Jenis terapi ini hanya boleh diberikan oleh dokter. Imunoterapi dilakukan dengan memberikan suntikan selama beberapa tahun untuk membantu tubuh penderita agar terbiasa dengan alergen tertentu. Dengan ini, reaksi alergi di kemudian hari bisa dikurangi bahkan dicegah.

Alergi termasuk penyakit yang tidak bisa disembuhkan. Namun bila penyebabnya sudah diketahui, Anda bisa mencegah serangannya dengan menghindari alergen tersebut. 

Anda juga sebaiknya selalu menyediakan obat alergi di rumah maupun membawanya dalam tas saat bepergian. Dengan ini, Anda bisa langsung menggunakannya ketika reaksi alergi menyerang agar tidak berujung pada anafilaksis.

Segera berkonsultasi dengan dokter apabila Anda mengalami gejala alergi, terutama jika tingkat keparahan gejala termasuk berat atau anafilaksis.

Saat gejala pertama kali dirasakan, Anda mungkin ke dokter umum dulu. Bila mencurigai kondisi Anda sebagai reaksi alergi, dokter umum mungkin akan merujuk Anda ke dokter spesialis alergi.

Sebelum pemeriksaan, Anda dapat mempersiapkan beberapa hal di bawah ini:

  • Buat daftar seputar gejala alergi yang Anda rasakan dan apa saja alergen yang mungkin menyebabkannya.
  • Catat riwayat penyakit yang pernah dan sedang Anda alami.
  • Catat obat-obatan, obat herbal, suplemen, atau vitamin yang Anda konsumsi.
  • Catat pertanyaan-pertanyaan yang ingin Anda ajukan pada dokter.
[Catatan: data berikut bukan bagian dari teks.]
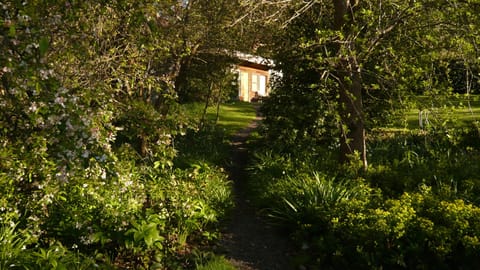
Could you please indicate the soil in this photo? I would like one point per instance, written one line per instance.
(249, 242)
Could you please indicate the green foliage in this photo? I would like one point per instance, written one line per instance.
(416, 206)
(216, 263)
(88, 117)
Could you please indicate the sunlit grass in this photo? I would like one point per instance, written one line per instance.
(456, 112)
(232, 116)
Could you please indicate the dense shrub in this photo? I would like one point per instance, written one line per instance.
(415, 208)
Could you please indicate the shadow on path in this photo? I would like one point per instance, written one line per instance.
(248, 242)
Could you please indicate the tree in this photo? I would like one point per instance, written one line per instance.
(370, 52)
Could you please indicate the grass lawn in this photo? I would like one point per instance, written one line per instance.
(456, 112)
(232, 116)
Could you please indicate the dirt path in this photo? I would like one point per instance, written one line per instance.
(248, 242)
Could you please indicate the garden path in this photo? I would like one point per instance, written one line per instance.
(248, 242)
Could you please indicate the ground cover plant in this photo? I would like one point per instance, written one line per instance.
(415, 207)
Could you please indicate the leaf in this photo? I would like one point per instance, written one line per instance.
(44, 44)
(12, 32)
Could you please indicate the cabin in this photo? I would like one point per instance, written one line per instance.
(254, 73)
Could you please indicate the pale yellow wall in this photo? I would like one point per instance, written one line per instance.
(250, 82)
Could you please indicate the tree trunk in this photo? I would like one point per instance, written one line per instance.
(352, 138)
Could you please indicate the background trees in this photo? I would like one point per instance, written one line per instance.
(363, 57)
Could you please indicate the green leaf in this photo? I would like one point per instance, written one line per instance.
(12, 31)
(43, 46)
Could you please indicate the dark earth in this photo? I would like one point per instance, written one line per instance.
(248, 242)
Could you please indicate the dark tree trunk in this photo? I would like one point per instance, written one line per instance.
(352, 138)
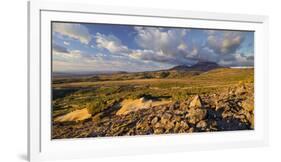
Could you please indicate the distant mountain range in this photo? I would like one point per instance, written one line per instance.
(200, 66)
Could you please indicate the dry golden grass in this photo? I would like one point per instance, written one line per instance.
(77, 115)
(130, 105)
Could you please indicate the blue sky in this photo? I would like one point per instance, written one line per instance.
(80, 47)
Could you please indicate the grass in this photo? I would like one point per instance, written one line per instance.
(97, 93)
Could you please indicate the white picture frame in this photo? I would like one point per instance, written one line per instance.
(40, 145)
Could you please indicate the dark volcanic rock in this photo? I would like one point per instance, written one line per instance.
(231, 109)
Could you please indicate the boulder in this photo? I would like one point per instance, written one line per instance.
(195, 115)
(196, 102)
(201, 124)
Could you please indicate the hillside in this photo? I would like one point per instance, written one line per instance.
(169, 101)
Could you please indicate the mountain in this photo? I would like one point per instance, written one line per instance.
(200, 66)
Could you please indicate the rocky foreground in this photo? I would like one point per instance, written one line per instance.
(231, 109)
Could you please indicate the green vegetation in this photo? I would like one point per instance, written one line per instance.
(100, 92)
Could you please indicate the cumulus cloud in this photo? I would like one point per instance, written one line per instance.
(75, 31)
(169, 46)
(165, 45)
(111, 43)
(58, 48)
(226, 42)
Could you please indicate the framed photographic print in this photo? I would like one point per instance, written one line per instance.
(107, 81)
Saat pemeriksaan, dokter mungkin akan mengajukan beberapa pertanyaan berikut:

  • Apa saja gejala yang Anda rasakan? 
  • Apa saja faktor pencetus reaksi alergi yang mungkin Anda miliki?
  • Apakah Anda rutin mengkonsumsi obat-obatan tertentu?
  • Apakah Anda sudah mencari pertolongan medis sebelumnya dan apa saja pengobatan yang sudah Anda coba?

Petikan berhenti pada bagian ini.